Hay un patrón ahí que no es solo italiano. Pasa en todas las industrias maduras. La idea está dentro. El prototipo está en el almacén. Y nadie en el escalón de decisión está dispuesto a apostar por algo que rompa el catálogo. Hasta que alguien fuera lo apuesta, lo gana y la empresa de origen tiene que comprárselo a quien lo entendió primero.

Dónde está ahora
El prototipo único del Megagamma sobrevivió. La página oficial de Italdesign sigue documentándolo como uno de los hitos del estudio. Aparece en libros, en exposiciones temáticas sobre Giugiaro, en retrospectivas del Salón de Turín. Es uno de esos coches que están en los archivos de la firma y que salen a la luz cuando hace falta recordar de dónde venía la idea del monovolumen.
Lo que no tiene es la fama del Stratos Zero, ni la sex appeal del Maserati Boomerang, ni la presencia museística que tienen otros conceptos de la misma época. Porque no era un coche que se mirase desde fuera. Era un coche para entrar dentro y entender qué se sentía. Y desde fuera, en 1978, no impresionaba a nadie.
Si vas hoy a una colección donde estén juntos un Megagamma original y un Renault Espace de primera generación, las miradas se van al Espace. Más conocido. Más glamour. Más historia comercial. Pero técnicamente, conceptualmente, históricamente — el Megagamma está seis años por delante.
A veces los coches que cambian la historia no son los más bonitos, ni los más rápidos, ni los que ganaron campeonatos. A veces son los que se atrevieron a hacer una pregunta que nadie estaba haciendo. ¿Para qué sirve realmente un coche? Si es para llevar a la familia, ¿no debería estar diseñado primero para eso? Si lo más importante es el espacio interior, ¿por qué seguimos haciendo coches tan bajos? Si la mecánica delantera deja el suelo libre, ¿por qué no lo aprovechamos?
Giugiaro hizo esas preguntas en 1978 y construyó una respuesta. Lancia se atrevió a pagarla. Fiat se atrevió a enterrarla.
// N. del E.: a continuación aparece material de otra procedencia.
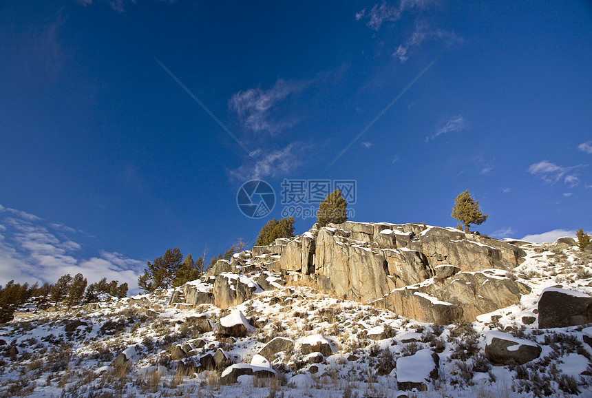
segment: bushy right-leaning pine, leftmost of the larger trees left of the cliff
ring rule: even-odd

Y otros se atrevieron a aprovecharla. Esa es la historia del Megagamma. Y por eso importa.
La próxima vez que veas pasar un Espace antiguo, un Picasso, un Scénic de cualquier generación, un Caravan, un Touran, un Sharan, un Galaxy, acuérdate de que detrás de todo eso, en el origen, hay un Lancia que nunca se produjo. Pintado de gris claro, con techo de cristal, salpicadero central y un bóxer de 2.5 que ronroneaba en los archivos de Italdesign mientras franceses, americanos y japoneses se hacían millonarios con su receta.